William Schaffner, MD, breaks down the new ACIP guideline recommendation, the pediatric benefit of PCV13 which drove the decision, and means by which it can improve clinical decisions surrounding vaccination.
Earlier this summer, the US Centers for Disease Control and Prevention (CDC) Advisory Committee on Immunization Practices (ACIP) agreed in a vote to revise the current guidelines for adult pneumococcal vaccination.
The new guideline recommends physicians administer an initial dose of pneumococcal 13-valent conjugate vaccine (PCV13; Prevnar 13) to unvaccinated, immunocompetent adults aged 65 years or older, before then administering a dose of pneumococcal vaccine polyvalent (Pneumovax 23) at a later period.
The process, on the surface, appears complicated. When given context, there’s an understanding of the 2 vaccine’s method and capability with pneumococcal bacteria prevention. It’s also still complicated, though.
In a recent interview with MD Magazine®, Contagion®'s sister site, William Schaffner, MD, a professor of Preventive Medicine, Department of Health Policy at Vanderbilt University Medical Center, broke down the new guideline recommendation, the pediatric benefit of PCV13 which drove the decision, and means by which it can improve clinical decisions surrounding vaccination.
MD Mag: Could you highlight the most recent change to ACIP guidelines for adult pneumococcal vaccination?
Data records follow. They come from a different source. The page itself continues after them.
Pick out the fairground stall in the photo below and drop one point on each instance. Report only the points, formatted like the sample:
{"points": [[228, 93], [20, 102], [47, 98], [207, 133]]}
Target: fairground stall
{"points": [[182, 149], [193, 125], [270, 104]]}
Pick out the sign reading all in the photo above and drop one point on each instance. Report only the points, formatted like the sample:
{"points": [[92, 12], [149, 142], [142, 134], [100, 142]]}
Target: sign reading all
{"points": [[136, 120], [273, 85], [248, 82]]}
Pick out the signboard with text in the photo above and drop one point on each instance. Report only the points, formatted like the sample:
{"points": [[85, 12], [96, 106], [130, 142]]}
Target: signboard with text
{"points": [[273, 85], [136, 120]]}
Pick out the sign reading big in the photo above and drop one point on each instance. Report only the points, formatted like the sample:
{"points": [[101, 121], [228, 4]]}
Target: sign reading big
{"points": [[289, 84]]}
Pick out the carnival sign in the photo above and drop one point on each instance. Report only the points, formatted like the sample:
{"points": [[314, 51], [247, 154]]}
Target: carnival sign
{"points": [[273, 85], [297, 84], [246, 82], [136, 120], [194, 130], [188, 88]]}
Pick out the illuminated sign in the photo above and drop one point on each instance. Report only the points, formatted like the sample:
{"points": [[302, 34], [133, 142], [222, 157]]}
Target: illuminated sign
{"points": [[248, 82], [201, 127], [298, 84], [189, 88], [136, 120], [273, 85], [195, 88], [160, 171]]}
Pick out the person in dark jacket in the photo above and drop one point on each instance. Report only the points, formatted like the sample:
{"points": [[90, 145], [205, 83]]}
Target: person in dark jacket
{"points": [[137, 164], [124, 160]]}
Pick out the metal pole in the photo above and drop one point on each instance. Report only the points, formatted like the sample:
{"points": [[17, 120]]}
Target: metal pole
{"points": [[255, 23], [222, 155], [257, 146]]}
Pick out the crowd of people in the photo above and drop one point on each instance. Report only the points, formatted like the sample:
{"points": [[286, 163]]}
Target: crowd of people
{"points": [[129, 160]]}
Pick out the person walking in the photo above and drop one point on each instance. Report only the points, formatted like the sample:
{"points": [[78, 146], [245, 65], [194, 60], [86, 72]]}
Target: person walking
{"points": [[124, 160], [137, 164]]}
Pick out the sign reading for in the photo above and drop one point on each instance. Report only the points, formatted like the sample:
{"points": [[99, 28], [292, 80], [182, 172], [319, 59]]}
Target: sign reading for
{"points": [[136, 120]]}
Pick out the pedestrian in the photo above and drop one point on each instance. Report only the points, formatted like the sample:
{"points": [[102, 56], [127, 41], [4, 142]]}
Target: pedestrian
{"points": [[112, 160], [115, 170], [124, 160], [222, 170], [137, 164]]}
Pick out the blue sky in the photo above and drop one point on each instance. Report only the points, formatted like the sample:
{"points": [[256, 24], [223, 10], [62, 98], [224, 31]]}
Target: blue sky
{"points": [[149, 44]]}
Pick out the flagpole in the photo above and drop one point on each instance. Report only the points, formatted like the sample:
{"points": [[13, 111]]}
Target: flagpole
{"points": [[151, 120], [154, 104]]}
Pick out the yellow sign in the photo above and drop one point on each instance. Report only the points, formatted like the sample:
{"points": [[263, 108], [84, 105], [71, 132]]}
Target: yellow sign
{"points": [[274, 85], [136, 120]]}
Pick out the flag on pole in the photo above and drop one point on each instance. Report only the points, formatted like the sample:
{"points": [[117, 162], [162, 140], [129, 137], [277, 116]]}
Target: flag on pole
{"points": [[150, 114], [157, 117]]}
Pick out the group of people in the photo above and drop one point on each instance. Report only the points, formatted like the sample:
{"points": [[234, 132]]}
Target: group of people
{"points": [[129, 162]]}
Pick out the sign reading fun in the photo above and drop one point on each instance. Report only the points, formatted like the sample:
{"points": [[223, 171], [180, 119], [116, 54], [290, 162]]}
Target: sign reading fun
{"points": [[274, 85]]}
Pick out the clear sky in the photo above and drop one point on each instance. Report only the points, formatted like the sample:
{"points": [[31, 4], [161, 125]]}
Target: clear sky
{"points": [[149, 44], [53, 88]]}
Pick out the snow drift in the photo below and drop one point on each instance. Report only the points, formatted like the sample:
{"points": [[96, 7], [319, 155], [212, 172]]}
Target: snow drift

Schaffner: Tighten your seatbelts a little bit, because the recommendations for the use of pneumococcal vaccines in adults are a bit complicated. There are 2 vaccines available; the first is PCV13, a conjugate vaccine which covers 13 serotypes. And then there is the older pneumococcal polysaccharide vaccine which covers 23 types.
And sometimes, one of them is recommended. Sometimes, both are recommended for people. The first thing is that PCV13 is recommended universally for children in the US. This is widely accepted by pediatricians and family doctors, and parents for their children, and it has had a spectacular effect in fruitfully eliminating invasive, serious pneumococcal disease akin to those 13 serotypes in children.
The other thing that vaccine does is it virtually eliminates the carriage of those 13 serotypes, asymptomatically in children. As a consequence, an unanticipated but very dramatic indirect effect occurred. It turns out children carry pneumococci back in their nasal pharynx, one of the great distributors of pneumococci in the population. So when they hug their mother, dad, aunt, grandpa, they use to disseminate those serotypes to adults. Then, adults would get sick.
But because we use PCV13 universally in kids, the carriage of those serotypes has been either eliminated or profoundly reduced. Children are no longer transmitting those serotypes to adults, and so adults have had a consequent profound diminution in invasive disease due to those serotypes even though they have not been vaccinated.
MD Mag: What about vaccination for adults?
Schaffner: Once you get to the 19th birthday, in the immunization world, you’re an adult. So what are the recommendations for pneumococcal vaccinations in adults? First, it’s risk-based. If you have certain underlying medical conditions—such as chronic heart disease, lung disease, diabetes, alcoholism, chronic liver disease, or if you are a cigarette smoker—it is recommended you get polysaccharide vaccine.
Then there are an additional set of conditions, as well as immunocompromised patients, who should get both PCV13 and polysaccharide vaccine, separated by an interval. PCV13 should be administered first, in order to get an optimal immune response.
MD Mag: What does this mean for older patients?
Schaffner: If you’re immunocompromised, you’re still eligible for these vaccines. But let’s talk about 65 year-olds that are still healthy, those who have not received a pneumococcal vaccine before. Until recently, it was recommended they receive both conjugate vaccine and polysaccharide vaccine.
But because the indirect effect of vaccinating kids with PCV13 has been so profound, the CDC changed its recommendation and said it’s a shared clinical decision, if you’re 65 and healthy, whether you need PCV13. Some of you may choose to get it, some of you may not. But regardless, all of you should get polysaccharide vaccine.
This is a very complicated set of recommendations.
MD Mag: Are there any resolutions to guidelines or treatment policies that would simplify this process?
Schaffner: I’m in a difficult position, because I represent the National Foundation for Infectious Diseases (NFID), and it promotes the ACIP recommendations. But, it is within the spirit of the ACIP recommendation that if the doctor thinks providing everyone 65 years and older with both vaccines is the way to go—you might think of it as the ‘belt’ or ‘suspenders’ approach—you’re within the ACIP recommendations, because it’s shared clinical decision making.
And the anticipation is that Medicare will continue to pay for both vaccines.